“TINAPAI”, an original rice cake recipe.
This is our food, this is how we eat...
As we all know, after setting sail with five ships from Seville, Spain on August 10, 1519, Ferdinand Magellan landed in “Zamal (Samar, Philippines) on March 16, 1521. After Magellan’s death on April 20, 1521 and after burning the ship “Conceptione”, the two remaining ships sailed from the Visayas on to Mindanao, “whose king in order to make peace with us, drew blood from his left hand marking his body, face, and the tip of his tongue with it as a token of the closest friendship, and we did the same. I (Antonio Pigafetta) went ashore alone with the king in order to see that island.”

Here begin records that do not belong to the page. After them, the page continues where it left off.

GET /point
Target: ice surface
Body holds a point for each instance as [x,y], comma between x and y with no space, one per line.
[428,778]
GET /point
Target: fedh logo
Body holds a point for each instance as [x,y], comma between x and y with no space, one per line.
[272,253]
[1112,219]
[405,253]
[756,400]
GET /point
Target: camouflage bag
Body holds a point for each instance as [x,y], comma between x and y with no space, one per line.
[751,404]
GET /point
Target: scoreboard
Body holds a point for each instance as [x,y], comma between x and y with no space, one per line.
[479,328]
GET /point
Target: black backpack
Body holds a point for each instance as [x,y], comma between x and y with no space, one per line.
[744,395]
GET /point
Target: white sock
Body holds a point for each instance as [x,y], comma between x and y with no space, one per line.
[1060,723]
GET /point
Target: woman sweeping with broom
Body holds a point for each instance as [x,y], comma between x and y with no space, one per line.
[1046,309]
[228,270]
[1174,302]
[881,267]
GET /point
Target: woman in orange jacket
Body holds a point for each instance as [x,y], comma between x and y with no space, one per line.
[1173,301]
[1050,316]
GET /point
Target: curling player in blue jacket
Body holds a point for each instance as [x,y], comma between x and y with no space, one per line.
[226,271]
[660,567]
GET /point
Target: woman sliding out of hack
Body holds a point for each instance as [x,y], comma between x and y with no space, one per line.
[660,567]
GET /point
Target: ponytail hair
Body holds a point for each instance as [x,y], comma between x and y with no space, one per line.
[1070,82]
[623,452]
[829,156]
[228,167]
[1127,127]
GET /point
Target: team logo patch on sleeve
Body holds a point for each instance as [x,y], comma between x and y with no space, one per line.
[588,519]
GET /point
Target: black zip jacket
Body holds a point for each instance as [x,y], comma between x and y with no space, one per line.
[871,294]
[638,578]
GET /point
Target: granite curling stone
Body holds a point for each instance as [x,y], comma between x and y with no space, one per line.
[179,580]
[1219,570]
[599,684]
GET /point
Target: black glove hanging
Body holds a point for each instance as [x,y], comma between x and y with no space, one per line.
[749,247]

After drinking palm wine with the king, Pigafetta noted down the recipe of the food:
“Then the supper, which consisted of rice and very salt fish, and was contained in porcelain dishes, was brought in. They ate their rice as if it were bread, and cook it after the following manner. They first put in an earthen jar like our jars, a large leaf which lines all of the jar. Then they add the water and the rice, and after covering it allow it to boil until the rice becomes as hard as bread, when it is taken out in pieces.”
In his vocabulary of Visayan words, he noted
"Acerte fogacie de rizo = tinapai = for certain Rice cakes"
Source:
Blair, E.H. (Editor). The Philippine Islands, 1493-1898, Volume XXXIII, 1519-1522, by Antonio Pigafetta. Translated from the Originals. The Arthur H. Clark Company, Cleveland, Ohio. MCMVI. The Project Guttenberg EBook-No. 42884.